If you got a car and replaced every existing part on it, would it be the same car?

If you got a car and replaced every existing part on it, would it be the same car?

fiero with a bodykit

The chassis/body is the car. Everything else can be replaced and it stays the same.

Related.
Is it possible to put an old VIN on a new shell?

No.

That's illegal user. You could cut out all the bad parts of the old shell and patch new good parts in though.

Well I want to replace every single part.
So I think I'll cut everything off the car around the vin tag
>I am not cutting the tag off the car, I'm cutting the car off the tag
And then attach new bits all around.

>"No."
>not a sentence
>capitalized and punctuated
why do normies always do this

>why do normies always do this
What do you have against capitalization and punctuation?

the word "No." is not a sentence
also it's cringe and tryhard

People correcting grammar is cringe. Why do you do it?

Sup Theseus.

This reminds me of when Penn Julet said "If I got Houdini's sand and replaced both the tips and the main part it would only be the same wand if nobody has the old parts."

Seeing conflicting answers ITT. Let me offer a comparison:
With firearms in the United States, the only part that's legally a firearm is the receiver. In most circumstances, every other part is treated as nothing more than a chunk of steel, wood, ect that can be bought and sold without paperwork. The receiver, however, is what requires a background check and paperwork to purchase. If your state has registration, it's the receiver that's registered. The receiver is considered to be indivisible and if you were to cut two receivers in half and weld the halves together, both original guns would be considered destroyed and two new guns created.
So what's the "receiver" of a car, if there is a comparable part?

bump

You can't replace the body the same way you would replace the boards on a ship, Theseus.

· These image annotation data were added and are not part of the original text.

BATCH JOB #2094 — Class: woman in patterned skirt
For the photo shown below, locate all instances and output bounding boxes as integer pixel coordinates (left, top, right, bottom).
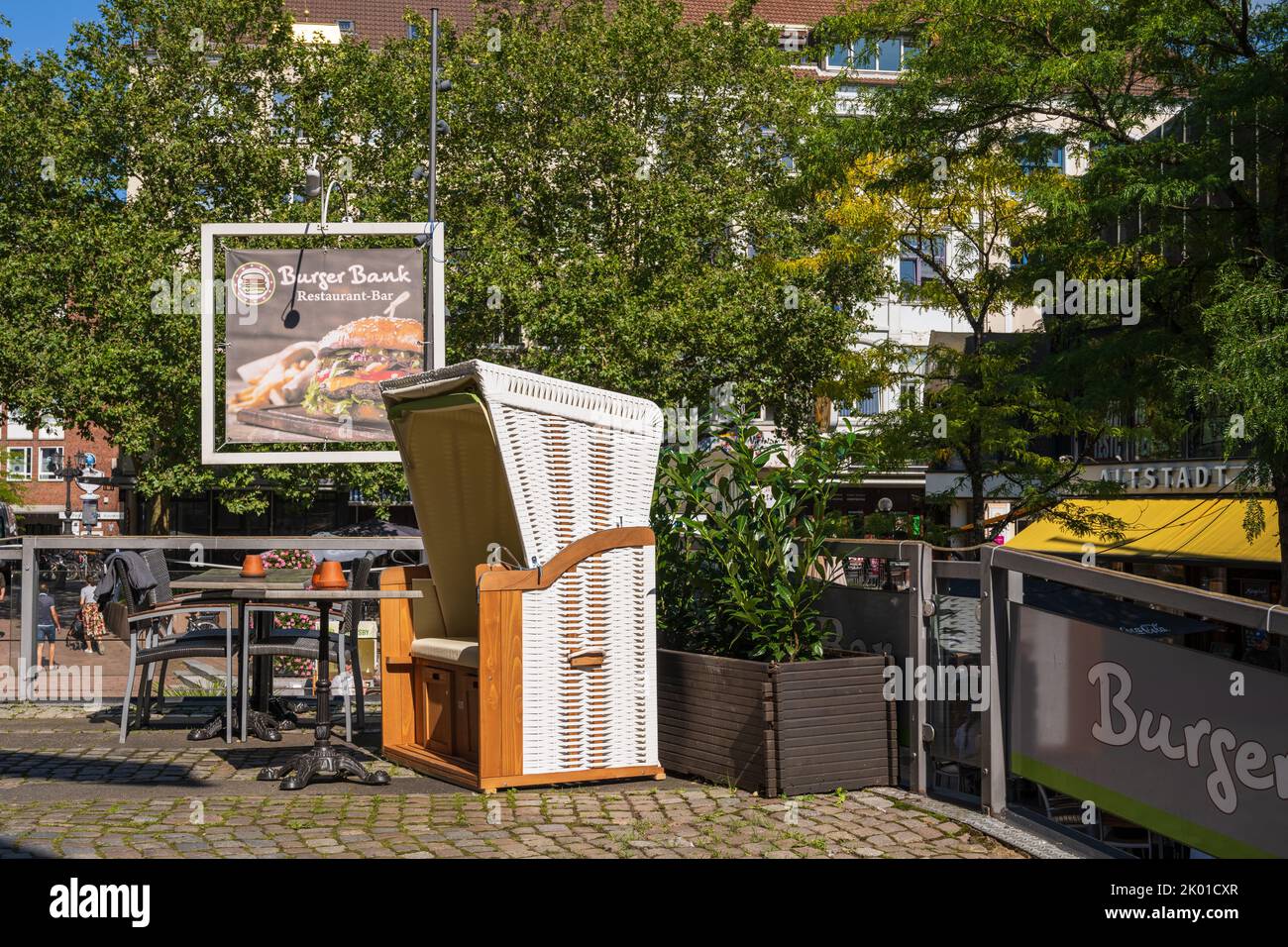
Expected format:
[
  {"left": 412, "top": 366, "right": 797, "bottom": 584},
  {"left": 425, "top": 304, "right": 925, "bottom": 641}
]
[{"left": 81, "top": 582, "right": 107, "bottom": 655}]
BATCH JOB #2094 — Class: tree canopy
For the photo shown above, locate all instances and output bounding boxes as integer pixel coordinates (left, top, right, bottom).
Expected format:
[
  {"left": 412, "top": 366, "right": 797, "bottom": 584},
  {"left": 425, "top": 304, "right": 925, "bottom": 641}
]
[{"left": 0, "top": 0, "right": 877, "bottom": 528}]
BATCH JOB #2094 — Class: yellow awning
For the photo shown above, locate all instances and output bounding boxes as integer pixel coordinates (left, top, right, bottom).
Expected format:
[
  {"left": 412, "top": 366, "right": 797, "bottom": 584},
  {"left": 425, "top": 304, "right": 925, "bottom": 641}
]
[{"left": 1008, "top": 497, "right": 1279, "bottom": 566}]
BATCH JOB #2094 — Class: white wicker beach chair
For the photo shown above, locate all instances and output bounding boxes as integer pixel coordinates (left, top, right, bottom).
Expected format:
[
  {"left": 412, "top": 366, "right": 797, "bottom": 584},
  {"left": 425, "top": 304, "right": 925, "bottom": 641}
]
[{"left": 381, "top": 361, "right": 662, "bottom": 789}]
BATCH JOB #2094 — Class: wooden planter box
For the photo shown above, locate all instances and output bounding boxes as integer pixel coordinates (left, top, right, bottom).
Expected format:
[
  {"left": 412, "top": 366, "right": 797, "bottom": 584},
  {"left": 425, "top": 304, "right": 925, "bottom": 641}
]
[{"left": 657, "top": 650, "right": 899, "bottom": 796}]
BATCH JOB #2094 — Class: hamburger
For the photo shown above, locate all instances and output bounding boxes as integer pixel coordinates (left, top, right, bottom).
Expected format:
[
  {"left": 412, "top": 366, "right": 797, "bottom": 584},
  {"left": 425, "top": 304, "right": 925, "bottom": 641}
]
[{"left": 304, "top": 316, "right": 424, "bottom": 421}]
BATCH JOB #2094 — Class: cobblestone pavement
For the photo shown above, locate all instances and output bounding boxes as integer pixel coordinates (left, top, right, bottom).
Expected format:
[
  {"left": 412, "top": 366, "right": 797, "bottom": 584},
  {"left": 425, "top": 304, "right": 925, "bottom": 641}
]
[
  {"left": 0, "top": 786, "right": 1021, "bottom": 858},
  {"left": 0, "top": 704, "right": 1025, "bottom": 858}
]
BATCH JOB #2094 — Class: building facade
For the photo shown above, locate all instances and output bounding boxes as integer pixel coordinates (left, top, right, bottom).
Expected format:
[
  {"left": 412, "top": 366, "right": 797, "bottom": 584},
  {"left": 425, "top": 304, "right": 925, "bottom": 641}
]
[{"left": 0, "top": 410, "right": 129, "bottom": 536}]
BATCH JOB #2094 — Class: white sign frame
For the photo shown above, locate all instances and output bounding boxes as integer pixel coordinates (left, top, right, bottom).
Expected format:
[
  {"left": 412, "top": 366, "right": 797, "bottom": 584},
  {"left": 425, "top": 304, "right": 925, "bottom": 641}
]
[{"left": 201, "top": 220, "right": 446, "bottom": 467}]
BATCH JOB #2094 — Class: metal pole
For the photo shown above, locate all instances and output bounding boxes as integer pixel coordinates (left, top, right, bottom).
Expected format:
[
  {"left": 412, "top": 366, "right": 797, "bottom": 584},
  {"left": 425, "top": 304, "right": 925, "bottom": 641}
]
[
  {"left": 18, "top": 536, "right": 40, "bottom": 701},
  {"left": 63, "top": 464, "right": 72, "bottom": 536},
  {"left": 899, "top": 543, "right": 935, "bottom": 795},
  {"left": 979, "top": 546, "right": 1010, "bottom": 815},
  {"left": 429, "top": 7, "right": 438, "bottom": 226},
  {"left": 422, "top": 7, "right": 443, "bottom": 371}
]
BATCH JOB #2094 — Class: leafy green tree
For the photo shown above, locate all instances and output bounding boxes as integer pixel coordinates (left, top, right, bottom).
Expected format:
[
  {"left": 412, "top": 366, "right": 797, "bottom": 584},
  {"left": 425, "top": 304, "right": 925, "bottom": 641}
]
[
  {"left": 432, "top": 0, "right": 877, "bottom": 430},
  {"left": 653, "top": 415, "right": 866, "bottom": 661},
  {"left": 820, "top": 0, "right": 1288, "bottom": 569},
  {"left": 804, "top": 150, "right": 1116, "bottom": 545},
  {"left": 0, "top": 0, "right": 886, "bottom": 531}
]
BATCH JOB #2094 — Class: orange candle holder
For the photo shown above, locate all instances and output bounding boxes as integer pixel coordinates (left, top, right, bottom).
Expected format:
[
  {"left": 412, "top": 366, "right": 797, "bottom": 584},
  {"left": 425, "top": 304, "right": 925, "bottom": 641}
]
[{"left": 313, "top": 559, "right": 349, "bottom": 588}]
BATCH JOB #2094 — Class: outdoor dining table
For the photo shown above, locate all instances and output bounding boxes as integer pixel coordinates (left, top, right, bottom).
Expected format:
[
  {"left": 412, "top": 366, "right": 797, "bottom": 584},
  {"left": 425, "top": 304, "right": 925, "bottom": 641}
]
[{"left": 171, "top": 570, "right": 421, "bottom": 789}]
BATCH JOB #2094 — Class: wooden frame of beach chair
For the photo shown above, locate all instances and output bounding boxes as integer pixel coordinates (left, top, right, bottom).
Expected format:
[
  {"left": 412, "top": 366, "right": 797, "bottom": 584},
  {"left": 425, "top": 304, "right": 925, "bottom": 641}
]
[{"left": 380, "top": 362, "right": 664, "bottom": 791}]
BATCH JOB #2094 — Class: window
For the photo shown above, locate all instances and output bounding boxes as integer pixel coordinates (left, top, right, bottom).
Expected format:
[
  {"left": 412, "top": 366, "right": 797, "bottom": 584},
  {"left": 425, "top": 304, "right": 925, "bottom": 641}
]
[
  {"left": 778, "top": 26, "right": 814, "bottom": 65},
  {"left": 1020, "top": 137, "right": 1064, "bottom": 174},
  {"left": 40, "top": 447, "right": 63, "bottom": 480},
  {"left": 827, "top": 38, "right": 917, "bottom": 72},
  {"left": 899, "top": 236, "right": 948, "bottom": 286},
  {"left": 5, "top": 447, "right": 31, "bottom": 480},
  {"left": 9, "top": 417, "right": 35, "bottom": 441}
]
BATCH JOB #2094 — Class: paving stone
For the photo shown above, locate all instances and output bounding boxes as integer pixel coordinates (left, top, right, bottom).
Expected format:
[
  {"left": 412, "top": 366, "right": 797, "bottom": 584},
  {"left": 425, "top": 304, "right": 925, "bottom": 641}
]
[{"left": 0, "top": 704, "right": 1022, "bottom": 858}]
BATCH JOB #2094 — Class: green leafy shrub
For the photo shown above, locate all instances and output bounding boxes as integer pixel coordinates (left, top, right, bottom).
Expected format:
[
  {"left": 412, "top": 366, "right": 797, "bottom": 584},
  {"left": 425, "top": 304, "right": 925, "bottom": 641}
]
[{"left": 653, "top": 416, "right": 860, "bottom": 661}]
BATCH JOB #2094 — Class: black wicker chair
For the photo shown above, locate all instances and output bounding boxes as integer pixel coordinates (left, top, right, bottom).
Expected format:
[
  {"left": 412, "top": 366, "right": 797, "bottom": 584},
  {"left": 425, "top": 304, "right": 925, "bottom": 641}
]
[{"left": 114, "top": 556, "right": 239, "bottom": 743}]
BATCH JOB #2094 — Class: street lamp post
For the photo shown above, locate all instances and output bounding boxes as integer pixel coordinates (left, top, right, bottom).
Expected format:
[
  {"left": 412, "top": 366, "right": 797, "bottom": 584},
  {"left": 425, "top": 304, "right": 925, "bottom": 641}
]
[{"left": 58, "top": 451, "right": 94, "bottom": 536}]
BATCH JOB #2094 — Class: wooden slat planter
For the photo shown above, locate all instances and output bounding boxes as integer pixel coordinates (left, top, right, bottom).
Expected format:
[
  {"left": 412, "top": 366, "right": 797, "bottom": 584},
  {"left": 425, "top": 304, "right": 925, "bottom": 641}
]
[{"left": 657, "top": 650, "right": 899, "bottom": 796}]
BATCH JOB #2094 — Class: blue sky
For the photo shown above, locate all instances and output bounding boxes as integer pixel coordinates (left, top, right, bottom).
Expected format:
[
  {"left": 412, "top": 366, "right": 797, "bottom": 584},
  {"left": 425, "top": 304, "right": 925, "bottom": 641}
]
[{"left": 0, "top": 0, "right": 98, "bottom": 59}]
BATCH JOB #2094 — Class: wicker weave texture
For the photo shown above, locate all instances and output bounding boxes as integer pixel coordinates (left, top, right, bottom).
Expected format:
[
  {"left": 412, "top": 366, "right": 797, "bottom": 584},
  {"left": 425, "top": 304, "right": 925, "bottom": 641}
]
[
  {"left": 481, "top": 366, "right": 662, "bottom": 565},
  {"left": 523, "top": 546, "right": 657, "bottom": 773}
]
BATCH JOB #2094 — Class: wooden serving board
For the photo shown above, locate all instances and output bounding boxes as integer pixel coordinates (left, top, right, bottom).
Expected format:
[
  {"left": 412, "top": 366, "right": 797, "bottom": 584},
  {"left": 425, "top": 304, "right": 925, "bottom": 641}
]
[{"left": 237, "top": 404, "right": 394, "bottom": 441}]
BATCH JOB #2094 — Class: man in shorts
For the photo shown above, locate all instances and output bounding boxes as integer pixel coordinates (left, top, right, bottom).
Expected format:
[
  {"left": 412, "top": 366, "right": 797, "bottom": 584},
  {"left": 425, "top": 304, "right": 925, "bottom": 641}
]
[{"left": 36, "top": 579, "right": 63, "bottom": 670}]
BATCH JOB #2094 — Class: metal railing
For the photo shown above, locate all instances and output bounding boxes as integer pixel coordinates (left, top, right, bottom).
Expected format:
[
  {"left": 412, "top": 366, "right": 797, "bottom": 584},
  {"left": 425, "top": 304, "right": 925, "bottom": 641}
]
[{"left": 832, "top": 540, "right": 1288, "bottom": 814}]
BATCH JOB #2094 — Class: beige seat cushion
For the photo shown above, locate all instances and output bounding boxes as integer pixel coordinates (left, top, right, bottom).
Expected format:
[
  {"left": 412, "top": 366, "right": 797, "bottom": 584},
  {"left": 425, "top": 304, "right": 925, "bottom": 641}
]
[{"left": 411, "top": 638, "right": 480, "bottom": 668}]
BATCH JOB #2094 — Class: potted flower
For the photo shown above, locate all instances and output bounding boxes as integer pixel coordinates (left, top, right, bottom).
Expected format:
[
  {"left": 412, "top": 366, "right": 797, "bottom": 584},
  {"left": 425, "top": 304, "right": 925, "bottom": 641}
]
[
  {"left": 653, "top": 417, "right": 898, "bottom": 795},
  {"left": 263, "top": 549, "right": 317, "bottom": 695}
]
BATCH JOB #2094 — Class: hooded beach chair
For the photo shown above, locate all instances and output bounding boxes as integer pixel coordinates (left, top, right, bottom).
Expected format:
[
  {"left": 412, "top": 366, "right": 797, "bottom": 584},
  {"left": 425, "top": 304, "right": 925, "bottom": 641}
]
[{"left": 380, "top": 361, "right": 664, "bottom": 791}]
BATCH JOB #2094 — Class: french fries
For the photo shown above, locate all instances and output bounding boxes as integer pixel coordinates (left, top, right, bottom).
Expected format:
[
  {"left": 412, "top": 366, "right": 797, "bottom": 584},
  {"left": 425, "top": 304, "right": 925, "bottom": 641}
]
[{"left": 228, "top": 346, "right": 317, "bottom": 411}]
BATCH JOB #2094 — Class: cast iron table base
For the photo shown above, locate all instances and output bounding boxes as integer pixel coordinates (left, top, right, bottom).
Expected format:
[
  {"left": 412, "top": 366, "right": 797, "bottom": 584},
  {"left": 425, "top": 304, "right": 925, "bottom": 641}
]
[
  {"left": 258, "top": 599, "right": 389, "bottom": 789},
  {"left": 258, "top": 743, "right": 389, "bottom": 789}
]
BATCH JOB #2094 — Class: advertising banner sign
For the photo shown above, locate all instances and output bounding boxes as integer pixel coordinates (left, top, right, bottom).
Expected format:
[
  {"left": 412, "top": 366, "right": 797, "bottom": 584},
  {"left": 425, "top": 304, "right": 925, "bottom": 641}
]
[
  {"left": 1010, "top": 605, "right": 1288, "bottom": 857},
  {"left": 224, "top": 249, "right": 425, "bottom": 443}
]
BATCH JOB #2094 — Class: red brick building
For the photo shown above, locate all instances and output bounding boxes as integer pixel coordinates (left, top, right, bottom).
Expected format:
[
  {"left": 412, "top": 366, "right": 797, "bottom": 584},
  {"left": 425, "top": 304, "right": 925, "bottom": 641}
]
[
  {"left": 283, "top": 0, "right": 842, "bottom": 47},
  {"left": 0, "top": 407, "right": 125, "bottom": 536}
]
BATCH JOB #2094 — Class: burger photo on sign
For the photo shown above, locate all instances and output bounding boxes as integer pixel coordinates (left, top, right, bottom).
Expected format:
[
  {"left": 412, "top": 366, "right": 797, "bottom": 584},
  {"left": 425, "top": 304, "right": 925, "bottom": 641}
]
[{"left": 304, "top": 316, "right": 424, "bottom": 423}]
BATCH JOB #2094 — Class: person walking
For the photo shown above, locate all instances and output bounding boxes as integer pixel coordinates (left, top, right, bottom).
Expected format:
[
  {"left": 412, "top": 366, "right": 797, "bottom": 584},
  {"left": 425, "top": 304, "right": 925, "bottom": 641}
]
[
  {"left": 81, "top": 579, "right": 107, "bottom": 655},
  {"left": 36, "top": 579, "right": 63, "bottom": 670}
]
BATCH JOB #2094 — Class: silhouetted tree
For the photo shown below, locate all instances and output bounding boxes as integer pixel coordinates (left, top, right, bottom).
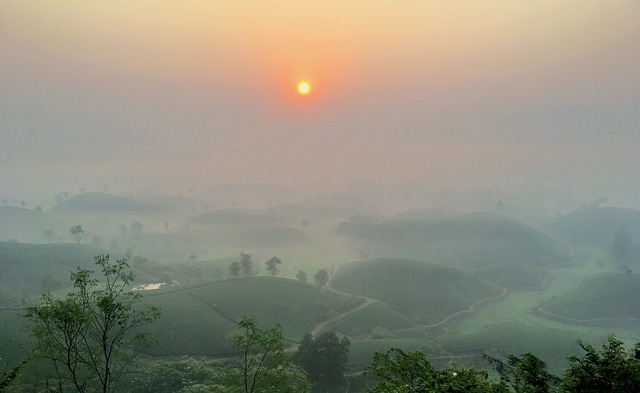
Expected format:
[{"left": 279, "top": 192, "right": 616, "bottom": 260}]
[
  {"left": 229, "top": 261, "right": 242, "bottom": 278},
  {"left": 294, "top": 331, "right": 351, "bottom": 392},
  {"left": 131, "top": 221, "right": 144, "bottom": 236},
  {"left": 240, "top": 251, "right": 253, "bottom": 277},
  {"left": 264, "top": 256, "right": 282, "bottom": 276},
  {"left": 296, "top": 269, "right": 307, "bottom": 283},
  {"left": 313, "top": 269, "right": 329, "bottom": 287},
  {"left": 26, "top": 255, "right": 160, "bottom": 393},
  {"left": 561, "top": 335, "right": 640, "bottom": 393},
  {"left": 44, "top": 229, "right": 55, "bottom": 243},
  {"left": 69, "top": 225, "right": 85, "bottom": 244},
  {"left": 235, "top": 318, "right": 311, "bottom": 393}
]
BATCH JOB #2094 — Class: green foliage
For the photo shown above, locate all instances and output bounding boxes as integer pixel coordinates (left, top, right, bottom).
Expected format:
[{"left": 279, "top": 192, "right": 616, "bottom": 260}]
[
  {"left": 264, "top": 256, "right": 282, "bottom": 276},
  {"left": 229, "top": 261, "right": 242, "bottom": 277},
  {"left": 507, "top": 352, "right": 560, "bottom": 393},
  {"left": 143, "top": 276, "right": 362, "bottom": 356},
  {"left": 0, "top": 358, "right": 25, "bottom": 392},
  {"left": 236, "top": 318, "right": 310, "bottom": 393},
  {"left": 342, "top": 213, "right": 571, "bottom": 267},
  {"left": 544, "top": 274, "right": 640, "bottom": 327},
  {"left": 26, "top": 255, "right": 160, "bottom": 392},
  {"left": 335, "top": 302, "right": 417, "bottom": 337},
  {"left": 313, "top": 269, "right": 329, "bottom": 287},
  {"left": 127, "top": 358, "right": 227, "bottom": 393},
  {"left": 561, "top": 335, "right": 640, "bottom": 393},
  {"left": 69, "top": 225, "right": 85, "bottom": 244},
  {"left": 367, "top": 348, "right": 509, "bottom": 393},
  {"left": 296, "top": 269, "right": 307, "bottom": 284},
  {"left": 294, "top": 331, "right": 350, "bottom": 391}
]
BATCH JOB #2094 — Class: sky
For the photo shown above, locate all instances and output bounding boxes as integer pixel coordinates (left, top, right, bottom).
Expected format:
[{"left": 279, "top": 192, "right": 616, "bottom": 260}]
[{"left": 0, "top": 0, "right": 640, "bottom": 199}]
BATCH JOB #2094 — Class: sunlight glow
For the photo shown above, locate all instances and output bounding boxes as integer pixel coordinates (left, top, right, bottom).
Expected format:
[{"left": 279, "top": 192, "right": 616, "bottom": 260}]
[{"left": 298, "top": 82, "right": 311, "bottom": 95}]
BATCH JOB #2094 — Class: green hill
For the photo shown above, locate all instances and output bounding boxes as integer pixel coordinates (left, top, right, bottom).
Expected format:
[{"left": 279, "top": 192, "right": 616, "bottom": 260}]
[
  {"left": 190, "top": 209, "right": 280, "bottom": 225},
  {"left": 549, "top": 207, "right": 640, "bottom": 251},
  {"left": 0, "top": 206, "right": 71, "bottom": 243},
  {"left": 144, "top": 277, "right": 361, "bottom": 355},
  {"left": 49, "top": 192, "right": 157, "bottom": 216},
  {"left": 473, "top": 264, "right": 549, "bottom": 289},
  {"left": 539, "top": 273, "right": 640, "bottom": 328},
  {"left": 341, "top": 213, "right": 571, "bottom": 267},
  {"left": 331, "top": 258, "right": 502, "bottom": 326},
  {"left": 0, "top": 242, "right": 103, "bottom": 304}
]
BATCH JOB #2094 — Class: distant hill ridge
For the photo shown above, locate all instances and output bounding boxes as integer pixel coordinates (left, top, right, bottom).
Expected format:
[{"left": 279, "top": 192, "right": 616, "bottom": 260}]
[
  {"left": 331, "top": 258, "right": 503, "bottom": 324},
  {"left": 49, "top": 192, "right": 157, "bottom": 214},
  {"left": 339, "top": 213, "right": 571, "bottom": 267}
]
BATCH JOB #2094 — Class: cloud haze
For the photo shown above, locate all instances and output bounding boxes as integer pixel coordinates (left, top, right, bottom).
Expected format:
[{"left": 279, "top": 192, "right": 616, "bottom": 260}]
[{"left": 0, "top": 0, "right": 640, "bottom": 196}]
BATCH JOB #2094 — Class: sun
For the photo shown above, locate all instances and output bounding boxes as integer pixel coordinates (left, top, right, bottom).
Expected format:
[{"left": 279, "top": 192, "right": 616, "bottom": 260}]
[{"left": 298, "top": 82, "right": 311, "bottom": 95}]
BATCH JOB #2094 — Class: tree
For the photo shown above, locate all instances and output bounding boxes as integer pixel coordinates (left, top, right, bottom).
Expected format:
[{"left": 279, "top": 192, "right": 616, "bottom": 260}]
[
  {"left": 507, "top": 352, "right": 560, "bottom": 393},
  {"left": 131, "top": 221, "right": 144, "bottom": 237},
  {"left": 26, "top": 255, "right": 160, "bottom": 393},
  {"left": 0, "top": 358, "right": 26, "bottom": 392},
  {"left": 239, "top": 252, "right": 253, "bottom": 277},
  {"left": 235, "top": 318, "right": 310, "bottom": 393},
  {"left": 69, "top": 225, "right": 85, "bottom": 244},
  {"left": 264, "top": 256, "right": 282, "bottom": 276},
  {"left": 366, "top": 348, "right": 511, "bottom": 393},
  {"left": 313, "top": 269, "right": 329, "bottom": 287},
  {"left": 612, "top": 228, "right": 633, "bottom": 264},
  {"left": 229, "top": 261, "right": 242, "bottom": 278},
  {"left": 294, "top": 331, "right": 351, "bottom": 391},
  {"left": 561, "top": 335, "right": 640, "bottom": 393},
  {"left": 44, "top": 229, "right": 55, "bottom": 243},
  {"left": 296, "top": 269, "right": 307, "bottom": 284}
]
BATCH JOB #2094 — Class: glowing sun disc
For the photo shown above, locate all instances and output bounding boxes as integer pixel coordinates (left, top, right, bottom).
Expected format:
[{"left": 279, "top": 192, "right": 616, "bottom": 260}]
[{"left": 298, "top": 82, "right": 311, "bottom": 95}]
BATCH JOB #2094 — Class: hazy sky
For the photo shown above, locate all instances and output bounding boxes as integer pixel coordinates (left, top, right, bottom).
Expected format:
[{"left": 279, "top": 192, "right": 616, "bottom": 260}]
[{"left": 0, "top": 0, "right": 640, "bottom": 196}]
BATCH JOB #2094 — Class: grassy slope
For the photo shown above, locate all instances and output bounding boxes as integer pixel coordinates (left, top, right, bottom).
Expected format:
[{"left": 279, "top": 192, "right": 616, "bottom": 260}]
[
  {"left": 342, "top": 213, "right": 571, "bottom": 266},
  {"left": 543, "top": 274, "right": 640, "bottom": 326},
  {"left": 474, "top": 264, "right": 549, "bottom": 289},
  {"left": 549, "top": 207, "right": 640, "bottom": 248},
  {"left": 144, "top": 277, "right": 360, "bottom": 355},
  {"left": 0, "top": 242, "right": 104, "bottom": 295},
  {"left": 331, "top": 258, "right": 502, "bottom": 324},
  {"left": 0, "top": 206, "right": 71, "bottom": 243}
]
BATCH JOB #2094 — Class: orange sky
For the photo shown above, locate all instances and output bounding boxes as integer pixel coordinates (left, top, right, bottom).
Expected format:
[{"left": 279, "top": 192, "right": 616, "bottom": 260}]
[{"left": 0, "top": 0, "right": 640, "bottom": 195}]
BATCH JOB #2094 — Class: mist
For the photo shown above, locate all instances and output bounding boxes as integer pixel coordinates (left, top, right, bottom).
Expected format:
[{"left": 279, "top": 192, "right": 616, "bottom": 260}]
[{"left": 0, "top": 0, "right": 640, "bottom": 391}]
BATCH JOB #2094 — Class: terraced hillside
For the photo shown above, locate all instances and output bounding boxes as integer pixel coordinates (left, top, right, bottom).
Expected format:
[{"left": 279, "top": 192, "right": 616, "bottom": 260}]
[
  {"left": 549, "top": 207, "right": 640, "bottom": 265},
  {"left": 538, "top": 273, "right": 640, "bottom": 328},
  {"left": 0, "top": 206, "right": 72, "bottom": 243},
  {"left": 0, "top": 242, "right": 103, "bottom": 304},
  {"left": 331, "top": 258, "right": 503, "bottom": 326},
  {"left": 339, "top": 213, "right": 571, "bottom": 267},
  {"left": 144, "top": 277, "right": 362, "bottom": 355}
]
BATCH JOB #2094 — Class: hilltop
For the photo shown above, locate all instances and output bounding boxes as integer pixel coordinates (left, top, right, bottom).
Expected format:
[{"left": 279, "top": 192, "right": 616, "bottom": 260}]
[
  {"left": 331, "top": 258, "right": 503, "bottom": 327},
  {"left": 338, "top": 213, "right": 571, "bottom": 267}
]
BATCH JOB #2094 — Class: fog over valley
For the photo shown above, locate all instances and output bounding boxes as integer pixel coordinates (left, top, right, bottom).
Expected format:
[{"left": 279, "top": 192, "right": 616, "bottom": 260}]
[{"left": 0, "top": 0, "right": 640, "bottom": 393}]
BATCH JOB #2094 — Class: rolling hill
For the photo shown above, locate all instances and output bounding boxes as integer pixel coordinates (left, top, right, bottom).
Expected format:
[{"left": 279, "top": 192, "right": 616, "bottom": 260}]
[
  {"left": 144, "top": 277, "right": 362, "bottom": 355},
  {"left": 49, "top": 192, "right": 157, "bottom": 216},
  {"left": 0, "top": 206, "right": 71, "bottom": 243},
  {"left": 339, "top": 213, "right": 571, "bottom": 267},
  {"left": 0, "top": 242, "right": 104, "bottom": 303},
  {"left": 549, "top": 207, "right": 640, "bottom": 252},
  {"left": 331, "top": 258, "right": 502, "bottom": 327},
  {"left": 538, "top": 273, "right": 640, "bottom": 328}
]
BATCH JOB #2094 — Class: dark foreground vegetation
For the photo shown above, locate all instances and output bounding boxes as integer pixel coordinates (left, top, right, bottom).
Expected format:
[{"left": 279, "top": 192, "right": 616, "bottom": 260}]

The body and or the frame.

The unibody of a unibody car and the frame of a BOF vehicle would be the equivalents, but a frame or unibody shell may have been salvaged and thus is just a chunk of metal that can be bought and sold like scrap, the machine only becomes a car, legally, when all the other components are attached to it to make it drive.

You could take an S10 pickup, replace the frame with a junkyard one, and it would, as far as the law is concerned, be the exact same vehicle. Not sure if you can do the same with a unibody car without breaking the law, but you can certainly try and hide the VIN discrepancy that will become obvious if the car is ever run through a state inspection by swapping the plates.

Why not assemble a new car with parts at that point?

I know what a frame is, but I'm wondering if he means body as well.

The body and frame by all intents and purposes is legally the car.

It why when cars are being restored and its uncovered that the vin on the frame has been covered up altered, and stolen, the frame is seized.

Yes but you could take a salvaged frame, bolt it to an existing clean body and still report the registration with the body's VIN. No DMV employee, inspection tech or cop would look twice.

Obviously if the frame is from a stolen car and someone goes looking you're gonna have problems, but if the plates are intact and it was legally acquired, you could get away with it.

The area on the firewall with the vin plate riveted to it

This, really. Why do you think burned down exotic chassis are worth thousands? People want to take their replica and bolt the legitimate exotic's vin onto it.

Let's say, if you buy a Beetle and replace every single piece of it, but the chassis, it wouldn't be the same.
If you took 2 indentical cars and canibalised one for another, then you literally made a better car from 2 worse ones.
If you have 2 separate cars (A Beetle like and the example and say, a Fiat) and took the pieces from the one and hooked on the body of another, what you got is a Fiat with a Beetle body.
Anything in-between this, makes the car a mongrel, for instance swapping the engine of the Beetle with that of a Fiat, but nothing else, makes it a Fiat-engined Beetle, so it stays a Beetle, but not a pure one.

Ship of theseus paradox, nice.

None of the original water is in the Mississippi River from when it was named, yet it's still called the mississippi.

If you replace the head on your old grandfather's old axe, then a few years later replace the handle, is it still your grandfather's old axe?

I actually agree; it's a very condescending way to shut someone down.

Person A: *says opinion*
Person B: No
Why is this even a thing human beings do?

It really is. I don't know why it makes me so angry, but it does. There's just something so snotty and smug about it. Especially when they put "Umm" in front of it.

>Umm. No.

Makes you sound like a 13 year old girl.

They say your body is a completely new set of cells every 11 years.

Are you a new person?

>tfw i will always be me no matter how many cells replace themselves

Good cars have a soul. You can't replace a soul.

You know, a Body kit Fiero with a LS swap might be cool. I mean still kind of cheesy but cool.

That has no relevance to the discussion at hand.

Just becuase the authorities 'don't know' doesn't mean the car is some how a different car.